UK / 1960
Writer and Director: Ken Hughes (based on the play by John Fernald and the book by Montgomery Hyde)
Cast: Peter Finch, Yvonne Mitchell, James Mason, Nigel Patrick, Lionel Jeffries, John Fraser, Sonia Dresdel
Although Hollywood frequently manages to produce two films about the same subject simultaneously (as with Deep Impact and Armageddon), it isn’t a new phenomenon. In 1959/60, there were two films released about Oscar Wilde and this is the superior version (the other film starred Robert Morley). Peter Finch stars as the Irish literary genius whose downfall was caused by the man he loved.
The film commences on the opening night of Lady Windermere’s Fan , with the evening marred only by an argument between the Marquis of Queensberry (Lionel Jeffries) and his son, Lord Alfred Douglas (John Fraser). Oscar Wilde, a married man with two children, is however attracted to Douglas (aka Bosie) and begins a torrid relationship with the clearly unstable younger man. The affair is a cause célèbre, with Oscar being blackmailed about the relationship but still lavishing riches on his lover.
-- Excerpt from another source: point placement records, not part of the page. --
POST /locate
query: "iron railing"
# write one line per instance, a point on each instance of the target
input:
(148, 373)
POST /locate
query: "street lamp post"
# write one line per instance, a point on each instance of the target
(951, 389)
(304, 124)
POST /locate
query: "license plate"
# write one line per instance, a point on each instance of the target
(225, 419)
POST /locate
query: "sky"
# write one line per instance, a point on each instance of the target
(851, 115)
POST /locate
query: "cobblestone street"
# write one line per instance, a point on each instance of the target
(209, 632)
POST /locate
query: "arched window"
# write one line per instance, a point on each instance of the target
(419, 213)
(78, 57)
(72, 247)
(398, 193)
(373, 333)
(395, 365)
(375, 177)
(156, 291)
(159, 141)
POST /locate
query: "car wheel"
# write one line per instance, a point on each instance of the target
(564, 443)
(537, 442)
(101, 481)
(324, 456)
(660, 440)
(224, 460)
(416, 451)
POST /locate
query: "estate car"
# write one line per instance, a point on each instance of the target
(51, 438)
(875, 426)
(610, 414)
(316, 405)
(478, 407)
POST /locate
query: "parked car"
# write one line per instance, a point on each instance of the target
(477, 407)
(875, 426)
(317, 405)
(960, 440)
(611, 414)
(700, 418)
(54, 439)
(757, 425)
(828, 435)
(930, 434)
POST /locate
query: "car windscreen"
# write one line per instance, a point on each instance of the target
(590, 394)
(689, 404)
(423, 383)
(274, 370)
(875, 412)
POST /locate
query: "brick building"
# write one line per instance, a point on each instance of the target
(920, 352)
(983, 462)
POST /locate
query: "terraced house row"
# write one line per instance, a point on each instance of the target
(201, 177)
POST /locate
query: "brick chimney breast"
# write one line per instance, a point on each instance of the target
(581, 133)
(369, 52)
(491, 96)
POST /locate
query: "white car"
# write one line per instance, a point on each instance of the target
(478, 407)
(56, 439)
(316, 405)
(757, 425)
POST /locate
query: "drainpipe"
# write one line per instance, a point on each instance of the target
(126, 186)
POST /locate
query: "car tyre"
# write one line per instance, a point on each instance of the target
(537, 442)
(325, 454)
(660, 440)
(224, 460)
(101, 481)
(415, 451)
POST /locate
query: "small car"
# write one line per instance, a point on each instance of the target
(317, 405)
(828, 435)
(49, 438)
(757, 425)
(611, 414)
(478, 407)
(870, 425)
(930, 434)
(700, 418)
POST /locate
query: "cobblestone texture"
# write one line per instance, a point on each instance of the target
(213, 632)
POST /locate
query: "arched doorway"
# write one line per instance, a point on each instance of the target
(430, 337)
Needing money to support both his family and Bosie’s extravagant style, Oscar retreats to Brighton to write The Importance of Being Earnest. He’s pursued by Bosie, however, and the two men quarrel and part – they’re only reunited when Oscar learns about the death of Bosie’s brother. On the opening night of his new opus, Wilde is accused of being a sodomite by the Marquis of Queensberry, with the playwright suing Bosie’s father for libel. It is the first of three trials that will eventually see Wilde sent to Reading Gaol for two years’ hard labour.
A moving portrait of a great man brought crashing down by his own vanity and the petty jealousies of others, The Trials of Oscar Wilde features a powerful performance by Peter Finch in the title role. It’s a sensitive drama, comparable to the equally acclaimed Wilde, made nearly 40 years later with Stephen Fry.